La Chine développe également ses liens économiques avec l’Ukraine, dont les échanges commerciaux avec la Chine atteignent actuellement environ 5 % de son commerce extérieur. En octobre, le South China Morning Post a rapporté que l’entreprise publique chinoise XPCC avait conclu un accord avec la société ukrainienne agricole KSG Agro pour avoir accès à 100.000 hectares de terres arables pour la production d’aliments destinés à la Chine. Cette zone doit être étendue à 3 millions d’hectares, la taille de la Belgique ou du Massachusetts.

La Chine a déjà accordé au pays des prêts de 10 milliards de dollars. L’Ukraine considère ses relations économiques avec la Chine comme si importantes que le Président Yanukovich est parti mardi pour une visite d’Etat de quatre jours à Pékin, malgré la crise politique en cours.

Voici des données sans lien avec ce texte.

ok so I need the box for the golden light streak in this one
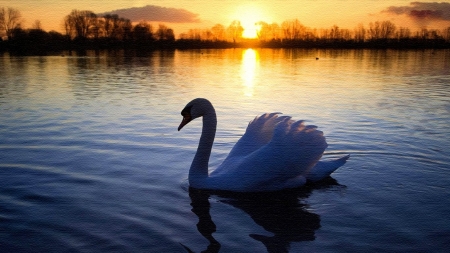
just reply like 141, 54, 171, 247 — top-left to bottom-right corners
241, 49, 259, 96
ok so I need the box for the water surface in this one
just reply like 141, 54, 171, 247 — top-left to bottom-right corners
1, 49, 449, 252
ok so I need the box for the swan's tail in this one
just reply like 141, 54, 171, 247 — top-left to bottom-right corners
306, 155, 350, 182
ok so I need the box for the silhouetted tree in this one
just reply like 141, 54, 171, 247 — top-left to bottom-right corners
180, 27, 222, 41
270, 22, 281, 41
329, 25, 341, 40
121, 19, 133, 41
256, 21, 270, 41
381, 21, 396, 40
48, 30, 66, 43
102, 14, 116, 38
256, 21, 283, 42
444, 27, 450, 42
417, 28, 442, 41
32, 20, 42, 30
202, 29, 213, 41
0, 7, 22, 39
369, 20, 396, 40
281, 19, 306, 40
354, 23, 366, 43
211, 24, 226, 41
156, 24, 175, 41
28, 28, 49, 42
132, 21, 153, 42
102, 14, 131, 40
396, 27, 411, 41
227, 20, 243, 43
90, 17, 102, 39
64, 9, 97, 39
190, 29, 203, 40
9, 27, 26, 40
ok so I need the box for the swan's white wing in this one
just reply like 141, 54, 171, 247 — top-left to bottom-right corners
226, 113, 290, 158
211, 117, 329, 191
211, 113, 287, 177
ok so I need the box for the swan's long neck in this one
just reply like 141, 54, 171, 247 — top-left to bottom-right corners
189, 108, 216, 185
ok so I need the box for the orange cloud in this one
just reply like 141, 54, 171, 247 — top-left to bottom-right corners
99, 5, 201, 23
384, 2, 450, 21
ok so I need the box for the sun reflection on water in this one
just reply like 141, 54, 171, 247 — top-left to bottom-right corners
241, 49, 259, 96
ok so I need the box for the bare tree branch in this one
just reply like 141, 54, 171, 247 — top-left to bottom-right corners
0, 7, 22, 39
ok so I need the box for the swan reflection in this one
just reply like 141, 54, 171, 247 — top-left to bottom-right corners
185, 178, 344, 253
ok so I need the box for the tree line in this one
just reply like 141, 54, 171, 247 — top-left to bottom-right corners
1, 6, 450, 54
182, 19, 450, 49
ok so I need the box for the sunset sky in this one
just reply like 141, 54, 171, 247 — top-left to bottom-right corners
1, 0, 450, 37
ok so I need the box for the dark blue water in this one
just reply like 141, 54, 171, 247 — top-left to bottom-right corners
1, 49, 449, 252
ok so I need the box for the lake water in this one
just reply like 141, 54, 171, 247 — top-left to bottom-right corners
1, 49, 449, 252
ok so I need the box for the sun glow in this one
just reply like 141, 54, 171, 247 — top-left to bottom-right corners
232, 4, 267, 38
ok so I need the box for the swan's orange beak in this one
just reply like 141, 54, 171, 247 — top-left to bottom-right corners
178, 115, 192, 131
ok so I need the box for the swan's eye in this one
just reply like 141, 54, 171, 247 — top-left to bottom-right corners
181, 105, 193, 116
181, 111, 191, 119
183, 115, 191, 121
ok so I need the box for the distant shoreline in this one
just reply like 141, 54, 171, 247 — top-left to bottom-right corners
2, 9, 449, 55
1, 38, 449, 55
2, 8, 449, 55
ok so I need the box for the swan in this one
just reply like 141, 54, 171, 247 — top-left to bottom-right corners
178, 98, 349, 192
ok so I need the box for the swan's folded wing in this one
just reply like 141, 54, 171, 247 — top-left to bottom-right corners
265, 118, 328, 177
213, 119, 329, 189
225, 113, 290, 158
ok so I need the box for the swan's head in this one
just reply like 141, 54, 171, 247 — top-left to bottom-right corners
178, 98, 214, 131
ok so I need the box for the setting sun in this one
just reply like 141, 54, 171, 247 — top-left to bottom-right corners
232, 4, 268, 38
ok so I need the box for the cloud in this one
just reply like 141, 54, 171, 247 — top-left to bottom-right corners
99, 5, 201, 23
383, 2, 450, 21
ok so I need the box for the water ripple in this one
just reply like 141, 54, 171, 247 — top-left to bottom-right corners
1, 49, 449, 252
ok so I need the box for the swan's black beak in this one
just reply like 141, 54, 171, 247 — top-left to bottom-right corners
179, 104, 193, 131
178, 115, 192, 131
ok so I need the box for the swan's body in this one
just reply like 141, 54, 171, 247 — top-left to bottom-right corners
178, 98, 349, 192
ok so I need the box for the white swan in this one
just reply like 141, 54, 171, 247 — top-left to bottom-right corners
178, 98, 349, 192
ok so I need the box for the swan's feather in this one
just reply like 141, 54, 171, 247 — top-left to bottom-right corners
307, 155, 350, 182
225, 113, 287, 158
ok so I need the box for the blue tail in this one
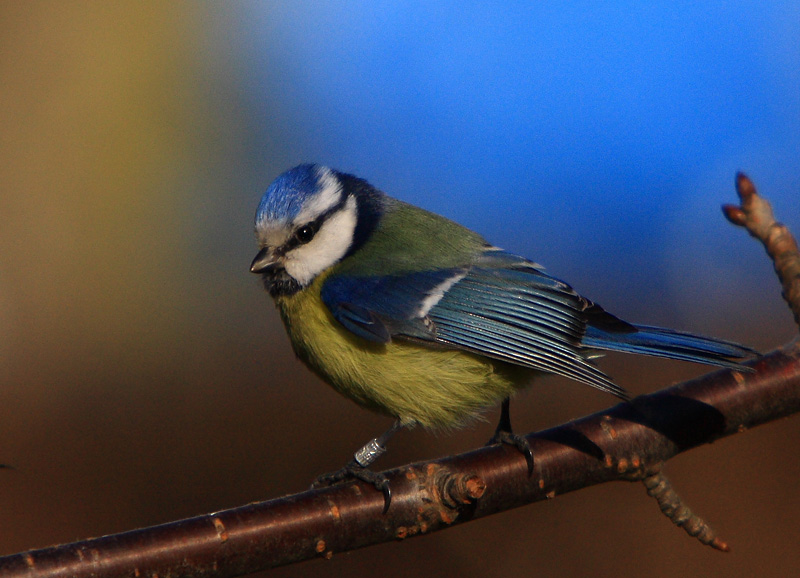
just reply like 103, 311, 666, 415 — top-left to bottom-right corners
582, 324, 756, 370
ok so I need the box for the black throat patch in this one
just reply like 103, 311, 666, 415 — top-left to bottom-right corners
263, 269, 302, 297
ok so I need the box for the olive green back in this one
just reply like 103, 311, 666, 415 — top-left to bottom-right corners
334, 198, 488, 277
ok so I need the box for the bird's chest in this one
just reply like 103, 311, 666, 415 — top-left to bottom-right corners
272, 284, 391, 408
271, 281, 522, 428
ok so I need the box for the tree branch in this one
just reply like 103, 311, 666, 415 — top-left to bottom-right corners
1, 173, 797, 577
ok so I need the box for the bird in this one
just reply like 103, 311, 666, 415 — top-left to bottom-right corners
250, 163, 754, 507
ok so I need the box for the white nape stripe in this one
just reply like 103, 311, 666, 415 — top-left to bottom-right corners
416, 271, 467, 317
294, 167, 343, 225
284, 195, 358, 286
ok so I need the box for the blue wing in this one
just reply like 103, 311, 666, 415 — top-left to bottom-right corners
321, 268, 464, 342
321, 249, 626, 396
426, 251, 630, 396
320, 249, 753, 399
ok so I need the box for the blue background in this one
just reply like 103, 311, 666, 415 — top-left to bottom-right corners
235, 1, 799, 331
2, 3, 798, 577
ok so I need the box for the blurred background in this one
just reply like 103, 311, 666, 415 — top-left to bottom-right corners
2, 2, 799, 577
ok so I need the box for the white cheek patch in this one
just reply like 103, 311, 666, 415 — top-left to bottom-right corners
284, 196, 358, 286
294, 167, 343, 225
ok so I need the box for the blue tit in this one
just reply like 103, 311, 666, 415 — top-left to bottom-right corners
250, 164, 753, 500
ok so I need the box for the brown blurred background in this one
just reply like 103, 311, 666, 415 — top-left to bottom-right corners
1, 3, 798, 577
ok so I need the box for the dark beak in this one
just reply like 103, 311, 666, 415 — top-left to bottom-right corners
250, 247, 278, 274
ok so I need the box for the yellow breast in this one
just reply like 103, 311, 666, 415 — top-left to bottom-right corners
274, 276, 528, 429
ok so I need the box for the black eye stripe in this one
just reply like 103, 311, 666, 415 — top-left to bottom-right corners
281, 195, 350, 252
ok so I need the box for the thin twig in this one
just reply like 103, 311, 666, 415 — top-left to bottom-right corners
723, 172, 800, 329
633, 171, 800, 551
642, 467, 729, 552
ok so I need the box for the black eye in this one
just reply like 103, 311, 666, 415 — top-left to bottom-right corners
295, 224, 316, 244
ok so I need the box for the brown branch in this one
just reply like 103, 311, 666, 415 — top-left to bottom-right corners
2, 347, 799, 577
1, 173, 798, 577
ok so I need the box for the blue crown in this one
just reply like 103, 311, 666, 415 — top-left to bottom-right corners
256, 164, 323, 224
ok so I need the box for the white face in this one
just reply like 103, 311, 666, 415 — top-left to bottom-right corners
283, 195, 357, 286
255, 170, 358, 288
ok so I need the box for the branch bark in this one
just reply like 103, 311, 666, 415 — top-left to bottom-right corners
1, 173, 797, 577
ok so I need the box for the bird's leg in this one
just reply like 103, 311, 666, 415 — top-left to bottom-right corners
313, 420, 404, 513
487, 398, 534, 475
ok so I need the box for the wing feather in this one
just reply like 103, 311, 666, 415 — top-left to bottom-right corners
428, 264, 627, 397
320, 247, 750, 400
320, 249, 629, 398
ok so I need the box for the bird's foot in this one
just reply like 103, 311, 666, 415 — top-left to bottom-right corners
312, 459, 392, 513
312, 421, 403, 513
487, 430, 534, 476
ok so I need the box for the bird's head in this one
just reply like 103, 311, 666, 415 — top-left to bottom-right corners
251, 164, 383, 296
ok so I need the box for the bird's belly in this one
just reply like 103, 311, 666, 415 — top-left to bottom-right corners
275, 290, 526, 429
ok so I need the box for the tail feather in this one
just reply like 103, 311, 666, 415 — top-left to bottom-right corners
582, 324, 756, 370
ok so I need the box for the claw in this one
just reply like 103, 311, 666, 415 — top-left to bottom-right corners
313, 460, 393, 512
488, 397, 534, 476
378, 478, 392, 514
488, 430, 534, 476
311, 421, 403, 512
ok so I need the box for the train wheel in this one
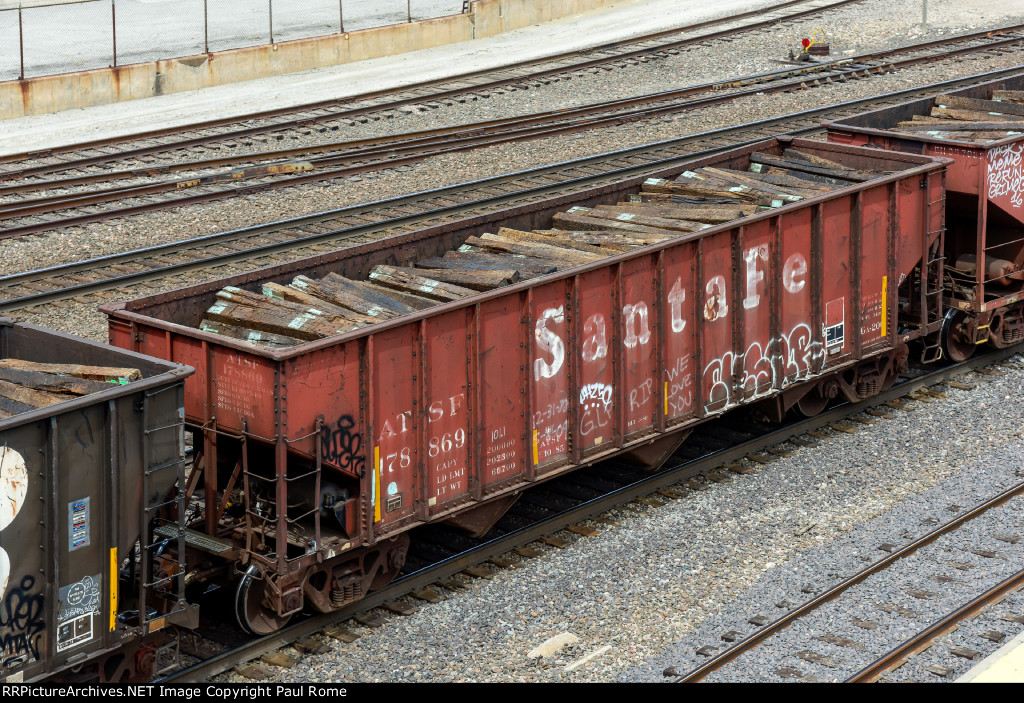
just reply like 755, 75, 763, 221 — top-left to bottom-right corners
235, 565, 292, 635
941, 309, 975, 362
795, 386, 828, 417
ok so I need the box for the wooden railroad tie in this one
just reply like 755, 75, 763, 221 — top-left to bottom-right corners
0, 359, 142, 418
322, 625, 361, 643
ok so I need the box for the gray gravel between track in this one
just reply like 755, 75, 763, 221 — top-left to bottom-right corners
625, 436, 1024, 683
210, 359, 1024, 683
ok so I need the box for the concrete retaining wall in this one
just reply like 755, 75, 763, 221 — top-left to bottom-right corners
0, 0, 621, 120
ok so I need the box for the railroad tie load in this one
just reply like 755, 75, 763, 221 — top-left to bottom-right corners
886, 92, 1024, 142
196, 149, 890, 348
0, 359, 141, 418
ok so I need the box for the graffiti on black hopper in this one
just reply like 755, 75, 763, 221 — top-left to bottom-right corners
321, 415, 365, 477
0, 575, 45, 666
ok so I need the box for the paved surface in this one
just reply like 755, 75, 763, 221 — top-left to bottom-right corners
0, 0, 463, 80
0, 0, 781, 154
960, 630, 1024, 683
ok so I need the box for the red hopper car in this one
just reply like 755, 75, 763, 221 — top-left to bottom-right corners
102, 136, 949, 633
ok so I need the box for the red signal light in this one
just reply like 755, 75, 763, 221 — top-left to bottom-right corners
801, 38, 810, 47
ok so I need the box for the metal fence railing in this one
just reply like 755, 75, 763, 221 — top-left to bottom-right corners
0, 0, 468, 81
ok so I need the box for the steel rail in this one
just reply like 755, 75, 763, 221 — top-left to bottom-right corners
675, 453, 1024, 682
846, 570, 1024, 682
5, 65, 1024, 314
3, 25, 1022, 223
0, 0, 865, 172
0, 58, 875, 199
4, 32, 1023, 238
1, 54, 873, 196
157, 345, 1024, 683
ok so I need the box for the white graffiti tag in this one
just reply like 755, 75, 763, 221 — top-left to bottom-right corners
579, 383, 613, 439
988, 142, 1024, 208
702, 323, 826, 412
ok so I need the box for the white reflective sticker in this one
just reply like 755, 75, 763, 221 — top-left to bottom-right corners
0, 548, 9, 601
0, 447, 28, 531
287, 314, 314, 330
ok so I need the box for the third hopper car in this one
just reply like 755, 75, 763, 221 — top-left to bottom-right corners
825, 74, 1024, 360
100, 136, 950, 634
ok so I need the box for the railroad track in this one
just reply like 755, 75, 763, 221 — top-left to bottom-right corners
671, 448, 1024, 683
157, 345, 1024, 683
3, 26, 1024, 238
5, 65, 1024, 318
847, 568, 1024, 682
0, 0, 863, 175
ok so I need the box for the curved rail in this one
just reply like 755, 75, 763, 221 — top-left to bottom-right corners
846, 570, 1024, 682
0, 0, 865, 171
674, 477, 1024, 682
2, 27, 1023, 237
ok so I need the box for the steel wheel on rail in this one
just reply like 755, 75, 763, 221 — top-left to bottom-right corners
795, 385, 829, 417
235, 565, 293, 635
940, 308, 976, 362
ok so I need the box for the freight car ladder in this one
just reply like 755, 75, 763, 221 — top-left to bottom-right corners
137, 385, 190, 638
919, 205, 947, 363
241, 429, 323, 577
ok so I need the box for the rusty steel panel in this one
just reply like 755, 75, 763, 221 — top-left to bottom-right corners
287, 345, 361, 475
661, 241, 697, 422
478, 295, 526, 491
371, 324, 418, 530
0, 319, 191, 682
894, 177, 926, 290
779, 207, 815, 384
738, 218, 773, 399
103, 137, 949, 559
620, 256, 657, 440
700, 230, 734, 413
530, 280, 570, 473
575, 266, 616, 458
422, 309, 472, 514
859, 185, 892, 350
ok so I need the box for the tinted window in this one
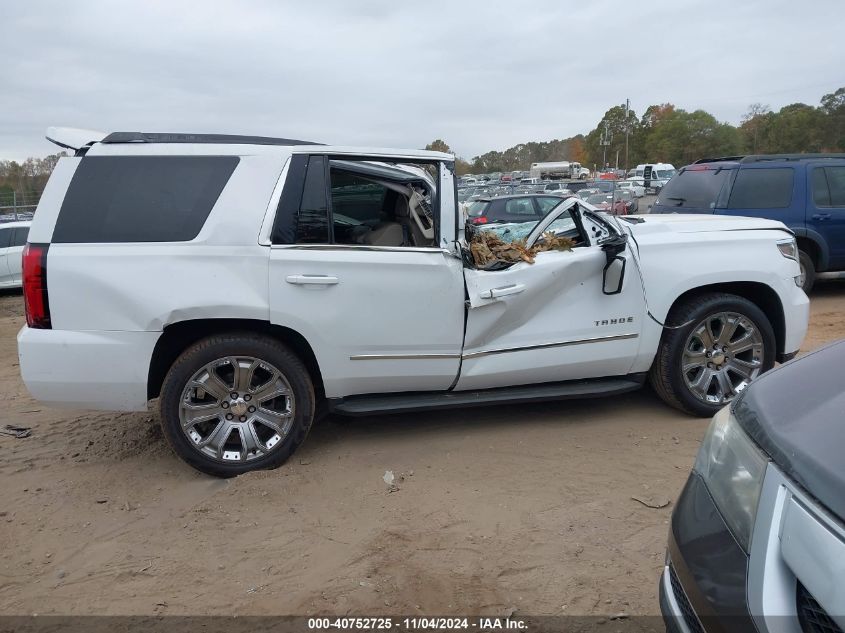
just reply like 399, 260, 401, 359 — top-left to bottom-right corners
812, 167, 831, 206
53, 156, 238, 243
295, 156, 330, 243
504, 198, 538, 216
0, 228, 11, 249
656, 167, 732, 212
11, 226, 29, 247
823, 166, 845, 206
467, 201, 489, 217
728, 168, 794, 209
536, 197, 562, 214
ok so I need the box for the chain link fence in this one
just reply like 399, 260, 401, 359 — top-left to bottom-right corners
0, 190, 41, 221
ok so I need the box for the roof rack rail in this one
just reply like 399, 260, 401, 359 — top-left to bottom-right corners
692, 156, 745, 164
100, 132, 322, 146
740, 153, 845, 163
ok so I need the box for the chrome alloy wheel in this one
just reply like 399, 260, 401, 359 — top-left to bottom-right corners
682, 312, 764, 405
178, 356, 294, 462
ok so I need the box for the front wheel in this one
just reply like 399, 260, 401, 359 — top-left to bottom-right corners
159, 333, 315, 477
649, 293, 776, 417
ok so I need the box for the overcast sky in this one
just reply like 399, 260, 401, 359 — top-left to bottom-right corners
1, 0, 843, 161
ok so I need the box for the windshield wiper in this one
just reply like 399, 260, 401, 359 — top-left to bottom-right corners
666, 196, 686, 206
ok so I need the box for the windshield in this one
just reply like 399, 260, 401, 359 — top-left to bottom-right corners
655, 169, 676, 180
654, 167, 733, 212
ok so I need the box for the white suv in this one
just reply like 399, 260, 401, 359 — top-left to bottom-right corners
18, 128, 809, 477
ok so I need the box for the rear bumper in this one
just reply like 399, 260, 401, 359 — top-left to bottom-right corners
17, 326, 158, 411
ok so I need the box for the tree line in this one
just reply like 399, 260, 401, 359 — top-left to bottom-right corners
427, 86, 845, 175
0, 153, 67, 203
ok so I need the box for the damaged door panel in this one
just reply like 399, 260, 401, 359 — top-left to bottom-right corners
458, 206, 646, 391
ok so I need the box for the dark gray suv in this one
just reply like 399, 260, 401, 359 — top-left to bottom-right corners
662, 339, 845, 633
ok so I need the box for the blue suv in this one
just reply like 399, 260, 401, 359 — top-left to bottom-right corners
652, 154, 845, 292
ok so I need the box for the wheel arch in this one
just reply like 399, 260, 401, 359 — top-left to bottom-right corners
792, 229, 829, 271
147, 319, 324, 401
665, 282, 786, 357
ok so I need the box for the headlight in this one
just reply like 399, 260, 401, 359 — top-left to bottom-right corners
693, 406, 768, 552
777, 238, 798, 260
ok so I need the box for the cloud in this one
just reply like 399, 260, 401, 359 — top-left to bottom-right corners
1, 0, 842, 161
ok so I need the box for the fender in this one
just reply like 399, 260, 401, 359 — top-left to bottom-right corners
791, 227, 830, 271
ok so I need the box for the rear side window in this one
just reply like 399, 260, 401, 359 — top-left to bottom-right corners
657, 167, 732, 211
11, 227, 28, 247
728, 168, 794, 209
812, 166, 845, 207
504, 198, 538, 216
466, 201, 489, 217
53, 156, 238, 243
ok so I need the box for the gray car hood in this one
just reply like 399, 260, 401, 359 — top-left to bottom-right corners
733, 340, 845, 522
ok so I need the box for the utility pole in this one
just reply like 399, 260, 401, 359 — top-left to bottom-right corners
12, 191, 16, 220
624, 98, 630, 174
600, 122, 612, 172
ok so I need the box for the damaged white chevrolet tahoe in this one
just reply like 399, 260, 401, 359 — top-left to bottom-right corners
18, 128, 809, 476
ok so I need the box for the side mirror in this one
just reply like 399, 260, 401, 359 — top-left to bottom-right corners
600, 233, 627, 295
603, 256, 626, 295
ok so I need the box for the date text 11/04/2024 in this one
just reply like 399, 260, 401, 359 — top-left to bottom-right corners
307, 617, 528, 631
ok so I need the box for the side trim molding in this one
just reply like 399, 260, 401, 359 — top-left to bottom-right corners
350, 352, 461, 361
348, 333, 639, 361
462, 333, 639, 360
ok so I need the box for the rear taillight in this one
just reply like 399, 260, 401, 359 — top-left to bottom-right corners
23, 243, 51, 329
470, 217, 488, 225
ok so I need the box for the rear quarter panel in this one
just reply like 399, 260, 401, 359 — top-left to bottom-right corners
45, 154, 285, 332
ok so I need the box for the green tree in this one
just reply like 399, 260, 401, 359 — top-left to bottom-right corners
820, 87, 845, 151
424, 139, 452, 154
585, 104, 640, 170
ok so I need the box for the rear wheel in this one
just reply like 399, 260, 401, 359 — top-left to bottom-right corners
649, 293, 776, 417
798, 250, 815, 293
159, 333, 315, 477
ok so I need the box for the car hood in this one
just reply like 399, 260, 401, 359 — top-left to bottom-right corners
623, 213, 792, 236
733, 340, 845, 522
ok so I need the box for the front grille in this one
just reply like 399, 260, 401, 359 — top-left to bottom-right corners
798, 582, 843, 633
668, 563, 704, 633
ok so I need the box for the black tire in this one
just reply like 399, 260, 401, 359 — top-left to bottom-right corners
159, 332, 315, 477
649, 293, 776, 417
798, 250, 815, 293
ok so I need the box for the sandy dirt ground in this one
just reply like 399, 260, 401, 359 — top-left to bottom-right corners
1, 283, 844, 617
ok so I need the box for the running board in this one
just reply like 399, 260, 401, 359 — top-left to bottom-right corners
328, 374, 646, 416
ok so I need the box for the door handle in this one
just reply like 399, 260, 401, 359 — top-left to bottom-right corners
285, 274, 339, 285
480, 283, 526, 299
812, 213, 831, 221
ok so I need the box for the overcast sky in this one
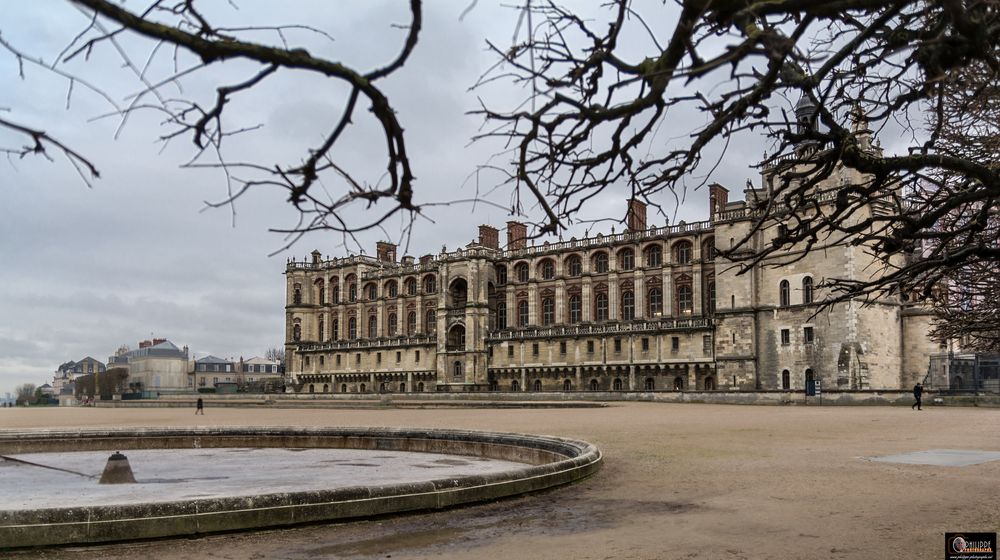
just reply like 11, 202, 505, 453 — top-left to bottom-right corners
0, 1, 865, 397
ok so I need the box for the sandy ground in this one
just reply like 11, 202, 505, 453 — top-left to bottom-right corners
2, 403, 998, 560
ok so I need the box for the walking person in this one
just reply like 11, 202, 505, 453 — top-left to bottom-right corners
911, 382, 924, 411
196, 397, 204, 415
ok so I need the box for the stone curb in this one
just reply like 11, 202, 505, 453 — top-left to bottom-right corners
0, 427, 602, 549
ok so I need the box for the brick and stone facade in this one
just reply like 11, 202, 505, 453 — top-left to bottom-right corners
285, 136, 940, 393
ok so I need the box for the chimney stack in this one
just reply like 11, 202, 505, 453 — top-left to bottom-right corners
626, 199, 647, 232
478, 225, 499, 249
375, 241, 397, 263
709, 184, 729, 221
506, 221, 527, 250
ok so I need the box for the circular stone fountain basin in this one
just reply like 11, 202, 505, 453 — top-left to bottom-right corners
0, 427, 602, 548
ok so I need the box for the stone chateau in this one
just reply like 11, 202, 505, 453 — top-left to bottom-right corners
284, 114, 940, 394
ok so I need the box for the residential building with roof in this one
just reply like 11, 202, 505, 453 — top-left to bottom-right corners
110, 339, 190, 392
52, 357, 106, 394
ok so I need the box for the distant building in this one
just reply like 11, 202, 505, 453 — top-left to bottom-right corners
241, 357, 283, 382
192, 355, 236, 389
52, 357, 106, 394
110, 339, 189, 392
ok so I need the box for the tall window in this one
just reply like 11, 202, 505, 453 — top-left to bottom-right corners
540, 259, 555, 280
619, 249, 634, 271
423, 275, 437, 294
386, 280, 398, 298
621, 291, 635, 320
368, 314, 377, 338
331, 317, 338, 340
348, 317, 357, 339
407, 311, 416, 334
365, 283, 377, 300
318, 316, 324, 341
497, 302, 507, 329
425, 309, 436, 333
387, 313, 397, 336
674, 241, 692, 264
648, 288, 662, 316
518, 300, 529, 326
779, 280, 790, 307
707, 281, 716, 313
317, 283, 325, 305
542, 297, 555, 325
569, 295, 582, 323
515, 262, 529, 282
405, 277, 417, 295
293, 284, 302, 305
496, 265, 507, 285
703, 238, 716, 261
802, 277, 814, 304
453, 361, 463, 378
567, 255, 582, 277
331, 285, 340, 304
595, 292, 609, 321
348, 283, 357, 302
292, 323, 301, 341
677, 285, 693, 313
593, 252, 609, 273
645, 245, 662, 267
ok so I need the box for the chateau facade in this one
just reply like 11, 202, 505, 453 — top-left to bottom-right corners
284, 127, 939, 394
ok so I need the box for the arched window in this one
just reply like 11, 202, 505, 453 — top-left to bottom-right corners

Tel est l’arrière-plan des tentatives de l’Union européenne et du gouvernement allemand d’utiliser les manifestations de Kiev pour déstabiliser le gouvernement ukrainien. Leur initiative a été lancée en tandem avec les États-Unis, qui étendent systématiquement leur présence militaire en Asie pour encercler la Chine et miner son influence dans la région. À cette fin, les États-Unis ont massivement intensifié leur pression sur la Chine ces dernières semaines.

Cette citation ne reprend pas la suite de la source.